Paradoxically, I had ample offers from friends and family to help out in taking care of her, and naturally it was suggested by almost everyone, that I seek the expertise of professional home care. What a stubborn man I must have been in retrospect, to turn down the dozens of life rafts that offered me safe haven from my travails, while I chose to tread water knowing that I was drowning.

I have read that one of the single most difficult personal thresholds a caregiver will cross is when their emotional attrition rate becomes so acute, that they are left with no option, but to ask for help.

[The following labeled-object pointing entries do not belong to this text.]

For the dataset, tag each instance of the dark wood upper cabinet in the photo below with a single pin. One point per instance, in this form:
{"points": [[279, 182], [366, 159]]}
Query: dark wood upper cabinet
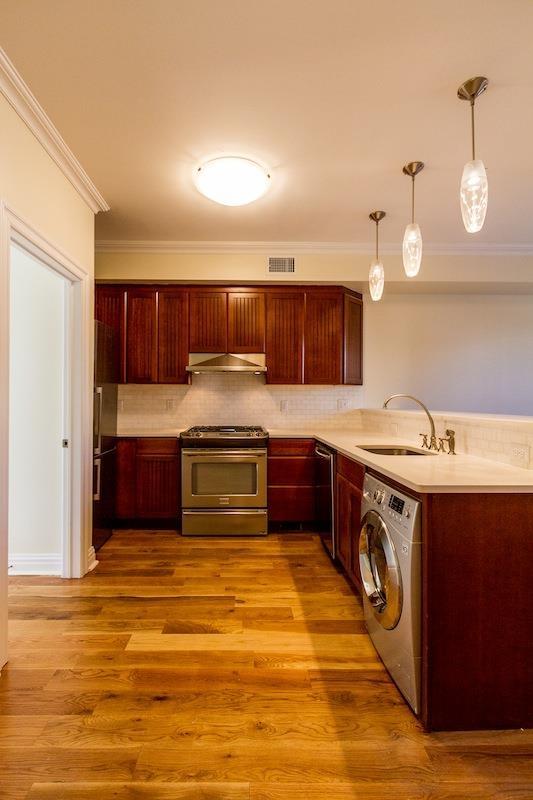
{"points": [[141, 336], [246, 322], [323, 337], [284, 337], [109, 308], [208, 332], [173, 335], [353, 337], [310, 334]]}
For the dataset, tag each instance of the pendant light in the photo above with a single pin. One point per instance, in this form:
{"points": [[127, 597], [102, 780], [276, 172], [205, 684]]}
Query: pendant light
{"points": [[474, 192], [412, 240], [376, 277]]}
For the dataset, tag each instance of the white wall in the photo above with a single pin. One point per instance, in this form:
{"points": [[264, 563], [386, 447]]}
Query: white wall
{"points": [[454, 352], [35, 189], [36, 424]]}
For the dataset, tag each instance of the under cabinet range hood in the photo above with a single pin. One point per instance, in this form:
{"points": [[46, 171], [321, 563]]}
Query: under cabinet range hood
{"points": [[252, 363]]}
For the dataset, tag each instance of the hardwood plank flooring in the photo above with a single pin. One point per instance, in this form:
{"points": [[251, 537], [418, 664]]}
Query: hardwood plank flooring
{"points": [[220, 669]]}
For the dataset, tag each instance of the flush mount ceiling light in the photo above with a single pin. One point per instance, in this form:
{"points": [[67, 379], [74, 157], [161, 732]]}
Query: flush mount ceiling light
{"points": [[412, 240], [231, 180], [376, 276], [474, 191]]}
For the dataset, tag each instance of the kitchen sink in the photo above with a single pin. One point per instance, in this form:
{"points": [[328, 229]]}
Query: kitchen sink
{"points": [[384, 450]]}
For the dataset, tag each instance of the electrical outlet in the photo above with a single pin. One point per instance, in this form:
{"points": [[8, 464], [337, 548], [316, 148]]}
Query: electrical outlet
{"points": [[520, 455]]}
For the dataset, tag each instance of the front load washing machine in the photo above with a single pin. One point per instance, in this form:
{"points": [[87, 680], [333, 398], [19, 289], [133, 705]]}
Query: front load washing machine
{"points": [[390, 563]]}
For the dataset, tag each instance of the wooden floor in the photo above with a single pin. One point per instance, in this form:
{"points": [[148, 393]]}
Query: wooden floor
{"points": [[220, 669]]}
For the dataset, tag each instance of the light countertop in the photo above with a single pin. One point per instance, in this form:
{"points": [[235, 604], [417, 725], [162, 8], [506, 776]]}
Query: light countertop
{"points": [[440, 473]]}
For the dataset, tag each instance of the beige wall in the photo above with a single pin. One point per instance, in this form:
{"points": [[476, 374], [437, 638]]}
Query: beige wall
{"points": [[452, 272], [33, 186], [456, 352]]}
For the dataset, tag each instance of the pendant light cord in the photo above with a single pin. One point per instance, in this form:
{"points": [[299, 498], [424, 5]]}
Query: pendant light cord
{"points": [[473, 131]]}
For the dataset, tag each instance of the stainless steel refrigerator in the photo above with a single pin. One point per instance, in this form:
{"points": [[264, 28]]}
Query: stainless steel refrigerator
{"points": [[104, 433]]}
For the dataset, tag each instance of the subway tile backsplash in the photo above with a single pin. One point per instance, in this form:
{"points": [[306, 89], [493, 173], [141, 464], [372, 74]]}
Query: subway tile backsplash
{"points": [[227, 399], [235, 399]]}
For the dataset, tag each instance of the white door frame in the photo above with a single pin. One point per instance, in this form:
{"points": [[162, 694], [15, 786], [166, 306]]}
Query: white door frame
{"points": [[78, 554]]}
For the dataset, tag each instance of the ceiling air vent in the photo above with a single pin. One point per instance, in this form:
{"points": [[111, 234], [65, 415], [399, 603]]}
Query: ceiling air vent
{"points": [[277, 264]]}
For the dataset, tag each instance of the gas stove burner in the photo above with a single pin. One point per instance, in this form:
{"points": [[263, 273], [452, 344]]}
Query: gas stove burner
{"points": [[224, 436]]}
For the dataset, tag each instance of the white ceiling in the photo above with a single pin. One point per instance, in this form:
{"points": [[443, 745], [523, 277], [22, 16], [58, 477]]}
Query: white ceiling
{"points": [[334, 95]]}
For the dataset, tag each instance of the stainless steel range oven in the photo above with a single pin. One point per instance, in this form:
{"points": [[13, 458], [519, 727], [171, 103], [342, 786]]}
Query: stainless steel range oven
{"points": [[224, 481]]}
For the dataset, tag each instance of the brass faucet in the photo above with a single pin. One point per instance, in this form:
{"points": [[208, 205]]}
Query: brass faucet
{"points": [[429, 441]]}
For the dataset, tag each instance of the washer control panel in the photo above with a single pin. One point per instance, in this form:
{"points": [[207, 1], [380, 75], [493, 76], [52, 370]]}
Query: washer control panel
{"points": [[392, 505]]}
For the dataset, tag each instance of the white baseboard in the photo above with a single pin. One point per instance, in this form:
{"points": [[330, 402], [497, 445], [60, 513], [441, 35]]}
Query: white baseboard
{"points": [[35, 564], [91, 559]]}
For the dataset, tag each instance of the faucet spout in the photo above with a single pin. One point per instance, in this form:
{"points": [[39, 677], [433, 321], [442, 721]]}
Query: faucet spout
{"points": [[422, 406]]}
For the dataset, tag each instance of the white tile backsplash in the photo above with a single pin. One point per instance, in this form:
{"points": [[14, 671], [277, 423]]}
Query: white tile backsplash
{"points": [[508, 440], [235, 399], [227, 399]]}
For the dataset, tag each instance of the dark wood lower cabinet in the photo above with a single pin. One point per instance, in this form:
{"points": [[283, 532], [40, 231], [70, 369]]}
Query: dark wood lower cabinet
{"points": [[349, 494], [148, 477], [292, 481]]}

At the urging of those close to me, particularly Joko, I finally relented.

With a very heavy heart spiced with more than a fair share of guilt, I began interviewing professional aides until I found someone who I felt would not just do a great job, but would treat Linda with the kindness and compassion that I was so afraid she would suffer without. It was, for me at least, an experiment at first, and I will not sugar coat it by saying it was always easy. But, without a shred of doubt, it was the appropriate and right thing to do, and clearly, I should have done it sooner.
The Alzheimer’s Association reports that 62% of caregivers will die before their loved ones because of the stresses involved. Asking for help is the most immediate and practical remedy to such an unacceptable statistic. It is near impossible to offer oneself up a caregiver 24/7 without suffering the consequences of physical and emotional fatigue and breakdown, which of course makes us even less effective as caregivers.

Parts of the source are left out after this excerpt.